For simplicity, assume $M$ is a regular surface, $\rho$ is smooth, $|\nabla\rho|\neq0$ along $\rho=0$, etc.
I understand that one needs some kind of implicit mapping theorem but am not able to make my arguments precise.

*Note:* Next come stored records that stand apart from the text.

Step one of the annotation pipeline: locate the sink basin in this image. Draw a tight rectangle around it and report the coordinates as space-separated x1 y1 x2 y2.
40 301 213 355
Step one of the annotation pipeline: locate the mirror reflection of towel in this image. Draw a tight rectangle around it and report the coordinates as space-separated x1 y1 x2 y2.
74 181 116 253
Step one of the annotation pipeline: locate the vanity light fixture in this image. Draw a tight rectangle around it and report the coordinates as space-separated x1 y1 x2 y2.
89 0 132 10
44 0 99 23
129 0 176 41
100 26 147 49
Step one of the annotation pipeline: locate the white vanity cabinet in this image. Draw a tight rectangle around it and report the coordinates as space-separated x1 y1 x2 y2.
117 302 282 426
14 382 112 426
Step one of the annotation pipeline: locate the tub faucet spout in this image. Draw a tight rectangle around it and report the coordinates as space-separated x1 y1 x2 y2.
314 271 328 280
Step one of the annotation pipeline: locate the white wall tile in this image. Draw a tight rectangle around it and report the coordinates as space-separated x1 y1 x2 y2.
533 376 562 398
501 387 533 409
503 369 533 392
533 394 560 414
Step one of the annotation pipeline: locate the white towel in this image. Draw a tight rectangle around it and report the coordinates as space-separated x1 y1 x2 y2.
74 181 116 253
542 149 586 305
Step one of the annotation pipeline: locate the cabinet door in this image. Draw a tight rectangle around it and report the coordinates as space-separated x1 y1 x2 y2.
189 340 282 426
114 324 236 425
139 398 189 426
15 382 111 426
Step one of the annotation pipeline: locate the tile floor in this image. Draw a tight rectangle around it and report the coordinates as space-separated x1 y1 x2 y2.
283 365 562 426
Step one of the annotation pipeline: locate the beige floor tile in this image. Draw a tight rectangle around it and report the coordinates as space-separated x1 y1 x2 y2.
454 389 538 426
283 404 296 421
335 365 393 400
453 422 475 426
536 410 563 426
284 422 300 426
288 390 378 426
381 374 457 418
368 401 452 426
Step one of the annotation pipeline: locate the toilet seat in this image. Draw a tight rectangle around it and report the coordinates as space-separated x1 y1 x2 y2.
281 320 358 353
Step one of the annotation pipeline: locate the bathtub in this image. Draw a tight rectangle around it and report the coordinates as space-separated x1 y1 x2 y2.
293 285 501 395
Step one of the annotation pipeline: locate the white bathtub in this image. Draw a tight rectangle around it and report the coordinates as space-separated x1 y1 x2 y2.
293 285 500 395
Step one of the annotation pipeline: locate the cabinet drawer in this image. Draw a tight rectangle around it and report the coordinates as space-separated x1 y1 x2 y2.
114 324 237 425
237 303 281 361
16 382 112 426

It might be difficult to getting an explicit formula in the general case, but here's how it goes: assume that $\rho\colon \Bbb R^n \to \Bbb R$ is smooth, has $0$ as a regular value, and $\rho^{-1}[\{0\}]=M$. Let $p \in M$. Since $\nabla\rho(x) \neq 0$, one of the partial derivatives of $\rho$ does not vanish at $p$. Assume that $$\frac{\partial \rho}{\partial x^n}(p) \neq 0.$$This will give us that $M$ is locally a graph with domain in the $(x^1,\ldots, x^{n-1})$-hyperplane. The argument for the other cases is the same. Define $\varphi\colon \Bbb R^{n} \to \Bbb R$ by $$\varphi(x^1,\ldots, x^{n}) = (x^1,\ldots, x^{n-1}, \rho(x^1,\ldots, x^n)).$$We have $$D\varphi(x^1,\ldots, x^n) = \begin{pmatrix} {\rm Id}_{n-1} \\ \hline \nabla\rho(x_1,\ldots,x^n), \end{pmatrix}$$so that $$\det D\varphi(p) = \frac{\partial \rho}{\partial x^n}(p) \neq 0,$$and the Inverse Function Theorem applies: we get $U \ni p$ open such that $\varphi\colon U \to \varphi[U]$ is a diffeomorphism. The inverse necessarily has the form $$\varphi^{-1}(x^1,\ldots, x^n) = (x^1,\ldots, x^{n-1}, g(x^1,\ldots,x^n))$$for some smooth function $g$. Now, if $\pi\colon \Bbb R^n \to \Bbb R^{n-1}$ forgets the last entry of a vector, you may define ${\bf X}\colon \pi[U \cap M]\to U \cap M$ by $${\bf X}(x^1,\ldots, x^{n-1}) = (x^1,\ldots, x^{n-1}, g(x^1,\ldots, x^{n-1},0)),$$which is a parametrization for $M$ (this indeed takes values in $M$ since $\rho(x^1,\ldots, x^{n-1},g(x^1,\ldots, x^{n-1},0))=0$).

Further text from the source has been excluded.